Linux Kernel UEFI Support

Linux Kernel Config options for UEFI

The required Linux Kernel configuration options for UEFI systems are :

CONFIG_RELOCATABLE=y
CONFIG_EFI=y
CONFIG_EFI_STUB=y
CONFIG_FB_EFI=y
CONFIG_FRAMEBUFFER_CONSOLE=y

UEFI Runtime Variables Support (efivarfs filesystem - /sys/firmware/efi/efivars). This option is important as this is required to manipulate UEFI Runtime Variables using tools like /usr/bin/efibootmgr. The below config option has been added in kernel 3.10 and above.

CONFIG_EFIVAR_FS=y

UEFI Runtime Variables Support (efivars sysfs interface - /sys/firmware/efi/vars). This option should be disabled if all the userspace tools support efivarfs.

CONFIG_EFI_VARS=n

GUID Partition Table GPT config option - mandatory for UEFI support

CONFIG_EFI_PARTITION=y
Note: All of the above options are required to boot Linux via UEFI, and are enabled in Archlinux kernels in official repos.
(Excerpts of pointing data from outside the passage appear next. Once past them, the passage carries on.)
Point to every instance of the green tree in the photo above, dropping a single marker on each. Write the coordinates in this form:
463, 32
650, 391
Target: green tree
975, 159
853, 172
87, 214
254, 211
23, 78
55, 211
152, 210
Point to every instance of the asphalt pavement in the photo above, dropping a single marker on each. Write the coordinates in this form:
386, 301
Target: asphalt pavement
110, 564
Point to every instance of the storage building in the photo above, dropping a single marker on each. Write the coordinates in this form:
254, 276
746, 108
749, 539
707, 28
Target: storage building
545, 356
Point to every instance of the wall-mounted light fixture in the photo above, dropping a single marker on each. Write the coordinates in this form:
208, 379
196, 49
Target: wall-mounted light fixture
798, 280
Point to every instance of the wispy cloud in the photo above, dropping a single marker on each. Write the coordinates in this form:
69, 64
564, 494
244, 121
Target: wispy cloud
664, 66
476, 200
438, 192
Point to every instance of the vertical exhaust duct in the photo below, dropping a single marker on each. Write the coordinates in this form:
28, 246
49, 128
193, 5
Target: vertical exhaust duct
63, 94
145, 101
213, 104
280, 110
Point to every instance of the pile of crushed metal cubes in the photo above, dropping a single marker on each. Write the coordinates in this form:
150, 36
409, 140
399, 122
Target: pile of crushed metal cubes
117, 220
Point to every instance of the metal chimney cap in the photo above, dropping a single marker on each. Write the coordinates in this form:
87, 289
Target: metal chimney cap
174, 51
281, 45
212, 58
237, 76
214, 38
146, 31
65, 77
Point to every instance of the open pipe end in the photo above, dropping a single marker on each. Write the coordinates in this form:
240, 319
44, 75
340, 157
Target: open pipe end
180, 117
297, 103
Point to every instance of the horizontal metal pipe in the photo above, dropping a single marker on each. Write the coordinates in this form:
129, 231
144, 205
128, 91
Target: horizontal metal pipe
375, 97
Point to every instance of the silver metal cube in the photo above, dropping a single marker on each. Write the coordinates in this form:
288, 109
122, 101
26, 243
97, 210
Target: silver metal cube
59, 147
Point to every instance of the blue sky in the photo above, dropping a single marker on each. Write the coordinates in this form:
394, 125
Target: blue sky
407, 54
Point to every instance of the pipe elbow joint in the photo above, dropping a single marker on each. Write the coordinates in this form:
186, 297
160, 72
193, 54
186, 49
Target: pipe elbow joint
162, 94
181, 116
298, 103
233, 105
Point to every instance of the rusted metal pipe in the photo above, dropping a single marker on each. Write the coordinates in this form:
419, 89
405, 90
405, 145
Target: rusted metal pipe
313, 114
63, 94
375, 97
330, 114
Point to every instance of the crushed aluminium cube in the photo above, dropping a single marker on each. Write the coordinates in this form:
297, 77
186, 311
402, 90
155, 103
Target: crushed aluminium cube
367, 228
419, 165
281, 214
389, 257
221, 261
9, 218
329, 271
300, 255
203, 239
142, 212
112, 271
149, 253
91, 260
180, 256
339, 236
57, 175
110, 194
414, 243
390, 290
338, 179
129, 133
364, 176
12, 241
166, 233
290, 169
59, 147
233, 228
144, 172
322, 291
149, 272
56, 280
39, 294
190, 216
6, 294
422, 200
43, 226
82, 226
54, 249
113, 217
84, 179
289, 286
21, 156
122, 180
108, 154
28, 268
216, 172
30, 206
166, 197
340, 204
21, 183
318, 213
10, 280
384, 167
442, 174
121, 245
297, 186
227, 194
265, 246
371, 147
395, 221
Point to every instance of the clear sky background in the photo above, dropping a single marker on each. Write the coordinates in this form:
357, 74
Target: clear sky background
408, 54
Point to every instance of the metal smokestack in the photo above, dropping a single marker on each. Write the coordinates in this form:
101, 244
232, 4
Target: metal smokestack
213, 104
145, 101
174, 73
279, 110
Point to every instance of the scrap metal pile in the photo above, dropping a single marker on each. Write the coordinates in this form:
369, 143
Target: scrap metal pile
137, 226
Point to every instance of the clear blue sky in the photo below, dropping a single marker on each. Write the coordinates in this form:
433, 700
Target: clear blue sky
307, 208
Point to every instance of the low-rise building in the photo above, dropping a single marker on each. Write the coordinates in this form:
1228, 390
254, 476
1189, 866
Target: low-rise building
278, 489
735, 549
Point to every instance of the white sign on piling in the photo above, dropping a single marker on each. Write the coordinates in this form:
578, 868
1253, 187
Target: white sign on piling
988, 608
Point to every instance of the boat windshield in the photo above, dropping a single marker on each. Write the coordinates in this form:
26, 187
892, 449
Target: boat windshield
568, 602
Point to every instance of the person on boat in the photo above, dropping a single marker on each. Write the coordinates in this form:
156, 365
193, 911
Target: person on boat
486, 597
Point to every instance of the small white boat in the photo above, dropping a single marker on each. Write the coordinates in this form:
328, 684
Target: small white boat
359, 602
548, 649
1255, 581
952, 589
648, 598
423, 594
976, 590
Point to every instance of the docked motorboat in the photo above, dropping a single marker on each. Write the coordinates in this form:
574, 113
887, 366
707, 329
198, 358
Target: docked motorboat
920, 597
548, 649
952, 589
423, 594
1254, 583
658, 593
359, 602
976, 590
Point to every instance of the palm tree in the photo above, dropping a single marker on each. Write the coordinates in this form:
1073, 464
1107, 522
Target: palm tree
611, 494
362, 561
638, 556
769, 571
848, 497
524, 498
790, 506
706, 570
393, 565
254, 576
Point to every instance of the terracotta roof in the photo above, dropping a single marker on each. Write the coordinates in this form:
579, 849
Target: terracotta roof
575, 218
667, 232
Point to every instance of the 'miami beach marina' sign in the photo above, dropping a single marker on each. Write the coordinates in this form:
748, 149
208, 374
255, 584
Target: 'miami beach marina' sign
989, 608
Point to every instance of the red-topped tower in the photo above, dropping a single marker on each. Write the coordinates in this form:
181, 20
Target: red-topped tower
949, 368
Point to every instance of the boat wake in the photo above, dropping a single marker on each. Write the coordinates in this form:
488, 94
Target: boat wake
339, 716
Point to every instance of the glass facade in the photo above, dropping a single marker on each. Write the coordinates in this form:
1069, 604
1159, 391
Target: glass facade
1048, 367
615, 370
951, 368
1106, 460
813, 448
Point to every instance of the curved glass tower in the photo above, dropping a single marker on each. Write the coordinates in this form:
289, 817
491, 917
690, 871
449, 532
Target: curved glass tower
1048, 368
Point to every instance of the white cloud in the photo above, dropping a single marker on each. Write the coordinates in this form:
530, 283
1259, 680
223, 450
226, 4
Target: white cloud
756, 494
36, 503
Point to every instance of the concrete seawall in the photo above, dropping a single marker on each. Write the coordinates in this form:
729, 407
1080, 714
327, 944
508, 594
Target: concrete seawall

Retrieved from http://git.kernel.org/?p=linux/kernel/git/torvalds/linux.git;a=blob_plain;f=Documentation/x86/x86_64/uefi.txt;hb=HEAD .

UEFI Variables Support in Kernel

Linux kernel exposes EFI variables data to userspace via 2 interfaces:

  1. efivarfs (efivarfs kernel module, /sys/firmware/efi/efivars) that was designed to overcome the limitations of sysfs-efivars interface
  2. Old sysfs-efivars interface (efivars kernel module, /sys/firmware/efi/vars) which has been disabled in from linux-3.11 (in Arch pkg)

efivarfs was introduced in kernel 3.8 and most of its bugs were ironed out in kernel 3.10 .

Running both sysfs-efivars and efivarfs can create inconsistencies in EFI variables data in the kernel and is discouraged. Going forward efivarfs is the recommended way for tools to interact with kernel reg EFI variables. All the uefi variables related tools in official repos support efivarfs as of 18-September-2013.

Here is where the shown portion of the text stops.